Net enhancement was calculated by drawing a region of interest (ROI) that covered about half the diameter of the lesion at the equator, but avoided calcified, cavitary and necrotic areas. All measurements in Hounsfield Units (HU) were obtained from the mediastinal window images to minimize partial volume averaging. Density was calculated before (CT pre) and after contrast medium injection, considering average density of the lesion (CT post average). Maximum density (CT-post max) and net enhancement were calculated by subtracting CT-pre values from CT-post average values.

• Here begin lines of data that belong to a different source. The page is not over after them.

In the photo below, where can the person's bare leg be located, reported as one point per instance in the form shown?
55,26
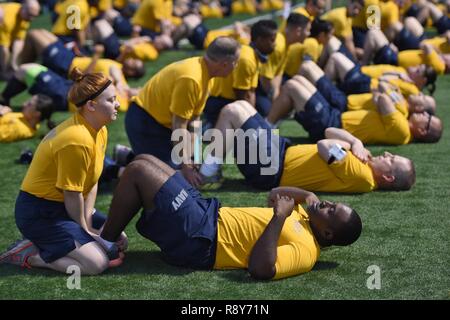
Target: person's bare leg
375,40
90,258
414,26
137,187
311,71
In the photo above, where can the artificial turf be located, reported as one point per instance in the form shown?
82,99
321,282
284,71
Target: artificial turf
405,234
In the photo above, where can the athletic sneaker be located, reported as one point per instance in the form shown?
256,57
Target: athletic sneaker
213,182
19,252
122,154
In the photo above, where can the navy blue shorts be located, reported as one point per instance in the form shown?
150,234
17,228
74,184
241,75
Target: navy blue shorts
150,33
261,172
263,101
112,47
148,136
122,26
405,40
332,94
58,58
355,82
359,37
47,224
386,56
54,86
344,50
197,39
318,116
213,107
183,224
443,24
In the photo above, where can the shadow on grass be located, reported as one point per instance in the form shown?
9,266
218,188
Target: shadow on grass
135,263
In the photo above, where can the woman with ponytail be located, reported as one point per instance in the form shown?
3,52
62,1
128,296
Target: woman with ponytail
55,208
15,126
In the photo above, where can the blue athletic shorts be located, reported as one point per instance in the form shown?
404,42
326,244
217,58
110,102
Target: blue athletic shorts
47,224
183,224
58,58
197,39
405,40
443,24
148,136
386,56
355,82
332,94
54,86
318,116
261,172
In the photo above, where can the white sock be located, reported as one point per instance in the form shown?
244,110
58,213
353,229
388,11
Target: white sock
105,243
211,165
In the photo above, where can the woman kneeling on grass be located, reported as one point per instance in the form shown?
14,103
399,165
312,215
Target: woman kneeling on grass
55,208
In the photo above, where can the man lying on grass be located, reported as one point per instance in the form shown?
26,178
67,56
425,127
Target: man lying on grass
196,232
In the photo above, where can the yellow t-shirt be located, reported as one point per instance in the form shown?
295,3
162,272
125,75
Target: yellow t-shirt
14,127
103,66
243,77
365,102
277,59
151,12
341,22
66,17
208,11
243,6
390,14
360,21
440,44
214,34
13,27
373,128
181,88
297,53
240,228
143,51
70,158
411,58
304,168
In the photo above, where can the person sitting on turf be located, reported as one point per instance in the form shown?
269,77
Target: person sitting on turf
197,232
325,106
312,166
15,126
354,79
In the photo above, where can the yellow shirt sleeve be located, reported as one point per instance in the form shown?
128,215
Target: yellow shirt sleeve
185,98
73,162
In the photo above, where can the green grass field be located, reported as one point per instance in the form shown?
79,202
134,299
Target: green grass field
406,234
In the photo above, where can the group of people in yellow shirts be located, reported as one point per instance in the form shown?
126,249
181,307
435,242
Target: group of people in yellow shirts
343,81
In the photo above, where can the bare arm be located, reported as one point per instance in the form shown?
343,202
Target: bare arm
17,48
299,195
248,95
89,204
74,203
357,147
263,257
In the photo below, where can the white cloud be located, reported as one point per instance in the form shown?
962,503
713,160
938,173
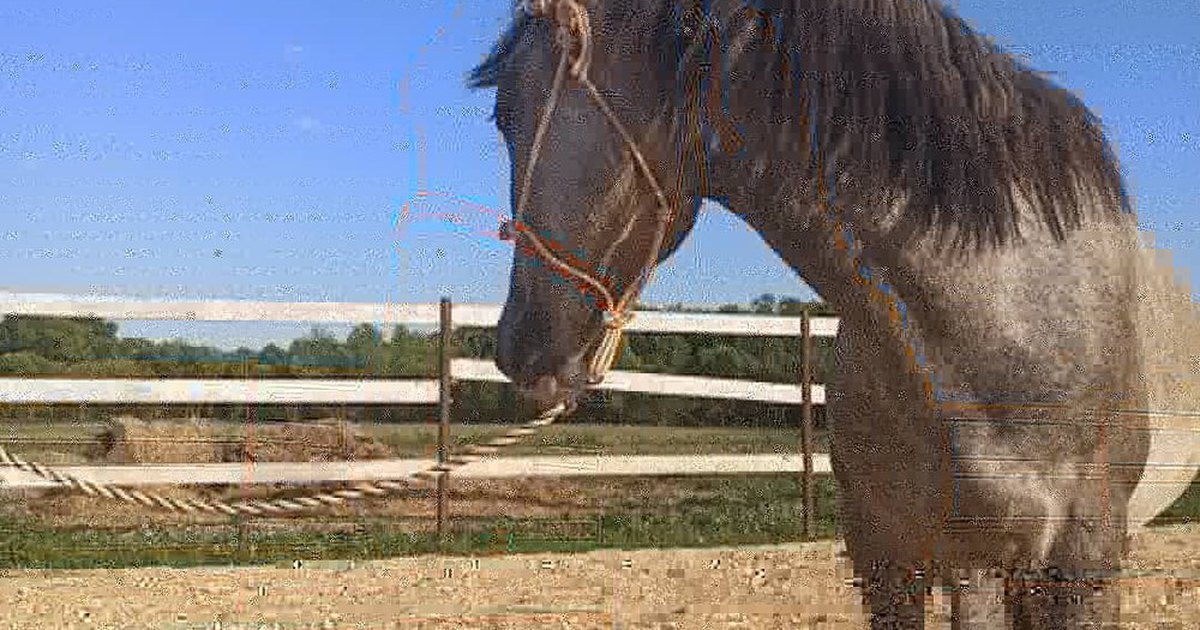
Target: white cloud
307,124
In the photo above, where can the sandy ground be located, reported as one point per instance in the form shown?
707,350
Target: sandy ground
792,586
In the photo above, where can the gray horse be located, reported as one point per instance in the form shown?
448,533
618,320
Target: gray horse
965,216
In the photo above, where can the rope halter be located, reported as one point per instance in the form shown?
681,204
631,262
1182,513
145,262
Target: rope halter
574,37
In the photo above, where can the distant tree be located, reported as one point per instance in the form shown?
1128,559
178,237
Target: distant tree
27,364
763,304
273,354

Fine needle aspiration biopsy
All patients underwent fine needle aspiration biopsy (FNAB), which is a well-established, safe technique for the diagnostic work-up of lung lesions [7]. The sensitivity of FNAB for the diagnosis of lung cancer ranges from 56% to over 90% and specificity is close to 100% [7]. In almost all these studies, the overall positive predictive value was nearly 99%. While the false positive rate was generally less than 1%, a negative result is less reliable, with most studies reporting a false negative rate of around 10% [8].
Computerized tomography and positron emission tomography-computed tomography (PET/CT)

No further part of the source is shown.